Comment from Guest: What transportation resources are available in small towns? In larger cities, cabs are available.
Elinor Ginzler: Small towns can be rich with transportation services. It is often the nonprofit world of churches and community-based organizations that steps up to help seniors get around. Check your local aging office for groups in your community who can help. Also, remember that the government-maintained Eldercare Locator online tool can help you find the aging office near you.
Comment from Bridget: What if my mom needs to get to medical appointments outside her county of residence? Are there transportation services that cross jurisdictional boundaries?
Elinor Ginzler: Most senior transportation services recognize that doctors are often spread around several jurisdictions. This is a great question to ask when you are finding a transportation service, but I think you will find that many are quite flexible. If one organization tells you they can't help you, ask them if they know of a service that will. Services run by not-for-profit organizations are very likely to have flexible policies about crossing over boundaries.
Comment from Russ Parish, Arkansas Transit Association: Many senior centers and other nonprofit agencies employ or use volunteer seniors. There are valid concerns about reaction time, vision and good judgment regarding these valued workers and volunteers. Are there any resources, checklists or standard evaluations available to assess safe driving skills for drivers over 70?
Elinor Ginzler: Most seniors make changes to their driving behaviors to stay safe on the road. A typical example is no longer driving at night. There are professional groups that provide driving assessment and offer rehab treatment if appropriate. Usually it is an occupational therapist that performs the assessment. Another important program to remind seniors about safe driving is the AARP Driver Safety program. This course, offered online and in person, reviews rules of the road and offers tips for staying safe.

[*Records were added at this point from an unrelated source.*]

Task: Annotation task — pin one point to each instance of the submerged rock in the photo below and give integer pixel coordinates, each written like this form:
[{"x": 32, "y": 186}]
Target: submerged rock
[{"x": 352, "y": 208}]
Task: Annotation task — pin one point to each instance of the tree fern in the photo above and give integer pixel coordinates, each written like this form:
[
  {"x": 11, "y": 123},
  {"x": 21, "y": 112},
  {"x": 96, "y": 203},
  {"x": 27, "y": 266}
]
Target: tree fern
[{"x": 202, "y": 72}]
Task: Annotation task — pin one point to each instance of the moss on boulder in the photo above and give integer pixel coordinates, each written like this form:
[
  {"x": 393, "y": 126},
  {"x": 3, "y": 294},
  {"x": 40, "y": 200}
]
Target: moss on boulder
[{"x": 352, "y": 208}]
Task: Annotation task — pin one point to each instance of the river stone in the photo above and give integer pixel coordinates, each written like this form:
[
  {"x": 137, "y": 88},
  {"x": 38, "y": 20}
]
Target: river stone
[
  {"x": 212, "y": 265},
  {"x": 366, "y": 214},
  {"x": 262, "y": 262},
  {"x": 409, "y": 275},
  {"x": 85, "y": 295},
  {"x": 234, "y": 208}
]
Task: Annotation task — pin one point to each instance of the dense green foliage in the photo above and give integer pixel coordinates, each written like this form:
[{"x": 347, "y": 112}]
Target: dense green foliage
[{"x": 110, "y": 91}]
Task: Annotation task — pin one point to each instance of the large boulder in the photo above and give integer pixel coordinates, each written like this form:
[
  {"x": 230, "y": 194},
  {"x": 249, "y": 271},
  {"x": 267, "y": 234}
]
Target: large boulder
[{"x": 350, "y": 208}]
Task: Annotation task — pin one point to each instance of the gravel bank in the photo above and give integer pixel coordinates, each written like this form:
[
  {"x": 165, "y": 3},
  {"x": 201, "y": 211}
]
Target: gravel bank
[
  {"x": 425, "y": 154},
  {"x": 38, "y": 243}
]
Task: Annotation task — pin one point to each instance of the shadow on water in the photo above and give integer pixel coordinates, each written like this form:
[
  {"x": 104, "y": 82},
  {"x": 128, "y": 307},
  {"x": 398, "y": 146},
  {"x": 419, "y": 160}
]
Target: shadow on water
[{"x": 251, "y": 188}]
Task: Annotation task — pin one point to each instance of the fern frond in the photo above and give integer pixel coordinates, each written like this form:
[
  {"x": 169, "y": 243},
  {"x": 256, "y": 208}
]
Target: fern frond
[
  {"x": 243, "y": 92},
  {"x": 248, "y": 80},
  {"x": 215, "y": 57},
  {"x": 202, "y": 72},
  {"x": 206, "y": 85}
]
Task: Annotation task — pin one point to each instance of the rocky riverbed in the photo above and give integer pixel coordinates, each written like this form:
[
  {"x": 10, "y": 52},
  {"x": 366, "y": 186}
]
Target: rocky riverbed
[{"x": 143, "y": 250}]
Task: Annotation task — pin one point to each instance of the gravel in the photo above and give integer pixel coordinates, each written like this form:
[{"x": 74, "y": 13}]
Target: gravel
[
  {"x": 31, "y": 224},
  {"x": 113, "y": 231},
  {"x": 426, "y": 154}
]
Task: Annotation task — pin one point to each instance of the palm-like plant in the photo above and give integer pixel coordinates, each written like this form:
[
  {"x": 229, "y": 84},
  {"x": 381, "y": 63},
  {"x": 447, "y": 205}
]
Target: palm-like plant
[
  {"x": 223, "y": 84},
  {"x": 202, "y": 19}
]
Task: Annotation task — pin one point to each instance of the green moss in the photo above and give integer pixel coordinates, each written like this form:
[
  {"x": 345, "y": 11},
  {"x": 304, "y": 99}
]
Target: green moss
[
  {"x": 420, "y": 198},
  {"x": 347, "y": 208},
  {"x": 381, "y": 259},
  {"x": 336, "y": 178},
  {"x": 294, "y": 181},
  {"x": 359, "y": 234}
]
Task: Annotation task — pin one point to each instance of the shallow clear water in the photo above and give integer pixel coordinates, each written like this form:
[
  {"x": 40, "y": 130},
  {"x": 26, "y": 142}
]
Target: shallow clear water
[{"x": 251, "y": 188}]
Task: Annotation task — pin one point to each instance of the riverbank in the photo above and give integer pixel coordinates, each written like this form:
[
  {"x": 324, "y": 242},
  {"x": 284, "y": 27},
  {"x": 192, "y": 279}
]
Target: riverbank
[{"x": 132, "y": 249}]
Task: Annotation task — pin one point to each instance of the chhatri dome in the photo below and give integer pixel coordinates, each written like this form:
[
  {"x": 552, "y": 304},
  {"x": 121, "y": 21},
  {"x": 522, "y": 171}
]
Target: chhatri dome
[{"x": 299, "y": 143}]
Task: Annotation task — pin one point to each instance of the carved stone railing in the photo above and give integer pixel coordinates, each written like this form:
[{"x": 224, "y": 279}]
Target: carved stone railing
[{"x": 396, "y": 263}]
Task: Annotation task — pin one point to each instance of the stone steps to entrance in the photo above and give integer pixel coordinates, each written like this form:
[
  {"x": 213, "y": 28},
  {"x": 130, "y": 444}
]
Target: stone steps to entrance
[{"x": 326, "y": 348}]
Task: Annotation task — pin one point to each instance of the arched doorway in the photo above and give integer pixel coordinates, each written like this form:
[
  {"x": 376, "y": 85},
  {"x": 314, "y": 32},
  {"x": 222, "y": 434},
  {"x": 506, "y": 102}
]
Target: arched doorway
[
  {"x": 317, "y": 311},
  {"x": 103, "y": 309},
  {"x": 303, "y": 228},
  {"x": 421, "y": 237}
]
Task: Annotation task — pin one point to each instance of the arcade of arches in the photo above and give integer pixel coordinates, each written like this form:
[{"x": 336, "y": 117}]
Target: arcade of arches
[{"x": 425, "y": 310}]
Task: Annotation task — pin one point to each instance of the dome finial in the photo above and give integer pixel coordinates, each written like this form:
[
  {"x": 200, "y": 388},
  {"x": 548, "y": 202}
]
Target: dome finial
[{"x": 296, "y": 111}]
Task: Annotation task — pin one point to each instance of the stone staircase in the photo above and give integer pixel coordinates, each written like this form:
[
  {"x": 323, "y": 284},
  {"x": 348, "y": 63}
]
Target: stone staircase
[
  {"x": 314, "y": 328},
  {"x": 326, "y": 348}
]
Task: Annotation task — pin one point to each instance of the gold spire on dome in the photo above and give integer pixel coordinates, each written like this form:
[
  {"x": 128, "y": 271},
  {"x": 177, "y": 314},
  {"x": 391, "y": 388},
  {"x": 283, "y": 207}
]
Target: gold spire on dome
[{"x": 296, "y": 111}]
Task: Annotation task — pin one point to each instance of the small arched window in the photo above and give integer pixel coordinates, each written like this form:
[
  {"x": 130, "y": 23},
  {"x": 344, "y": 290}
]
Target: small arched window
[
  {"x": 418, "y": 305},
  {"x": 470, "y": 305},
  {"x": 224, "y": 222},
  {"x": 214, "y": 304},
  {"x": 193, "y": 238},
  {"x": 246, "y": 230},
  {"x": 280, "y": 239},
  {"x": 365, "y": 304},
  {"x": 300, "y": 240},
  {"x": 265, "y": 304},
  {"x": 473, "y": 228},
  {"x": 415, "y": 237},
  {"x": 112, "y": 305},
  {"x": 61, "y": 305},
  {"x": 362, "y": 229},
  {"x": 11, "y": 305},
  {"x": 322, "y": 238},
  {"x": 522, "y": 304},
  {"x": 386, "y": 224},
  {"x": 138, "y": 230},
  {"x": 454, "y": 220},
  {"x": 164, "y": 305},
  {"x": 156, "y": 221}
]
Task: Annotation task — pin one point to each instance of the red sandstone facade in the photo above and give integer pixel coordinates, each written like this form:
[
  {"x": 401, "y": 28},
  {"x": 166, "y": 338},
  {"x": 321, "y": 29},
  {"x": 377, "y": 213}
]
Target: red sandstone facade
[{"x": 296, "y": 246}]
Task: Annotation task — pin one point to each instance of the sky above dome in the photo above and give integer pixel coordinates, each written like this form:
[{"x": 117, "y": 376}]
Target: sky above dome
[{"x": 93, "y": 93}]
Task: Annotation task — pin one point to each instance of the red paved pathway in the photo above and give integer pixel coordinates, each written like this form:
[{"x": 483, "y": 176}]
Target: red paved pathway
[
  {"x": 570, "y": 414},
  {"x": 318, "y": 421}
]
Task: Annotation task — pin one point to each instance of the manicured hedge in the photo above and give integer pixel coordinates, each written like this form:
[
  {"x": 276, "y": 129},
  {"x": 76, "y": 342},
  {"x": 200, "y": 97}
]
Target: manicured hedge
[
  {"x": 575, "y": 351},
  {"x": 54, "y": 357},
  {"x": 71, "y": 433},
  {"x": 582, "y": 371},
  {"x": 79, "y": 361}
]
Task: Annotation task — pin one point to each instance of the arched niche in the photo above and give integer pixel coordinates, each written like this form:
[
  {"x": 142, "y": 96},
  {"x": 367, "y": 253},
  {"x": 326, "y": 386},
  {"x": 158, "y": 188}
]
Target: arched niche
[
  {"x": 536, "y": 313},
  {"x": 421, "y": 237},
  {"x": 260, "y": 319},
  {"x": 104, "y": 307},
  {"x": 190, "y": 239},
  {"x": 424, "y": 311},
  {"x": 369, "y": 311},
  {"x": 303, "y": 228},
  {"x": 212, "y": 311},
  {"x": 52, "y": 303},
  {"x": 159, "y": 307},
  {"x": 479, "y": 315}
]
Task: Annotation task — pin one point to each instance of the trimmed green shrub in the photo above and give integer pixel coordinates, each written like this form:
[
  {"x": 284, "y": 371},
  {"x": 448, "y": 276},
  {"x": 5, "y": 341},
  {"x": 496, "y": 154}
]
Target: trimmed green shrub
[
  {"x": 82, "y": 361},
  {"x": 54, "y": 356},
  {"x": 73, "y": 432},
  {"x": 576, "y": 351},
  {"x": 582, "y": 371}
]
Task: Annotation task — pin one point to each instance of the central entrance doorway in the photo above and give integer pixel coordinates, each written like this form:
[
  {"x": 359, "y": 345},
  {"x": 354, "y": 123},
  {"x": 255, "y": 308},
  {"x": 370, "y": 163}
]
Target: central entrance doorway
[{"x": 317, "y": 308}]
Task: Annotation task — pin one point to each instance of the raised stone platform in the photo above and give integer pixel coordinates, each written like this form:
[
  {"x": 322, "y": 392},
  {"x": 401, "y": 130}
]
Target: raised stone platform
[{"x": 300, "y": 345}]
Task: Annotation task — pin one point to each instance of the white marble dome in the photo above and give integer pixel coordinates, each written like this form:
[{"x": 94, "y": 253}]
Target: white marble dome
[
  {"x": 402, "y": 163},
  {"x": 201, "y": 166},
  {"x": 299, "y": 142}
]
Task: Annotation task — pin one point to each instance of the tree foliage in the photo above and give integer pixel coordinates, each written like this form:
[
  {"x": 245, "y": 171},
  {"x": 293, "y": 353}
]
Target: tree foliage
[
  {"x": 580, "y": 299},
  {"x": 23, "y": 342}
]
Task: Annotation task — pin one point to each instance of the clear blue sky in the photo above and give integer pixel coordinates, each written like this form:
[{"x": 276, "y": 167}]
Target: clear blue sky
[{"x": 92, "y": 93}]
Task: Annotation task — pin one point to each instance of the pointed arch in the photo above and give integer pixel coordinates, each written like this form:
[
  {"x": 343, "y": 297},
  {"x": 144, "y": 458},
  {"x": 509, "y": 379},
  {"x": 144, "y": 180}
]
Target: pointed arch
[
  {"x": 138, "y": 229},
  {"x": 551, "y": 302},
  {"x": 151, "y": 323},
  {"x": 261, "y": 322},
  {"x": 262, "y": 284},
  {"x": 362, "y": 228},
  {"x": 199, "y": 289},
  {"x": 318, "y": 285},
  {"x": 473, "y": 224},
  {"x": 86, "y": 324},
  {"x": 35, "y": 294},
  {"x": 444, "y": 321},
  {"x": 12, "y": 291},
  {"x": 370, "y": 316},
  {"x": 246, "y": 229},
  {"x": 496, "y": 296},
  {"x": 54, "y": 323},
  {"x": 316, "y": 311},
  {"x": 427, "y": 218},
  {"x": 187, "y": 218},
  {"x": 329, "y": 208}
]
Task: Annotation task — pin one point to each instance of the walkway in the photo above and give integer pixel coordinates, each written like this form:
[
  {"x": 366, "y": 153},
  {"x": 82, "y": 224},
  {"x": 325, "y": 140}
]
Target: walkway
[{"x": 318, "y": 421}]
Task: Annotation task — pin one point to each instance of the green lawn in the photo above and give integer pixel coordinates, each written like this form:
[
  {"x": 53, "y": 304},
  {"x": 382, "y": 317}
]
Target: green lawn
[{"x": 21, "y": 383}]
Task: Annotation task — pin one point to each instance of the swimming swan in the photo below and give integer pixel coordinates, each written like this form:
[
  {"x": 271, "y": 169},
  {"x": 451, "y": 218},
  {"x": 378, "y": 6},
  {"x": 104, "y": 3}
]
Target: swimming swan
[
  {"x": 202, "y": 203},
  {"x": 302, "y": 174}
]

Comment from Craig: My mom called me recently and expressed concern about my dad's vision and driving abilities. Since I live in a different state, I wasn't sure what to do, so I contacted the DMV about getting him retested. I gave his address and contact information, and they sent him a letter suspending his license until he can get retested. He is now really angry with me. I didn't expect the DMV to take this action, but at the same time I feel I needed to step in and help protect my dad (and possibly others). Did I do the right thing? And how do I handle my dad's anger toward me? He did pass the test for daytime driving, but now he is restricted from driving at night.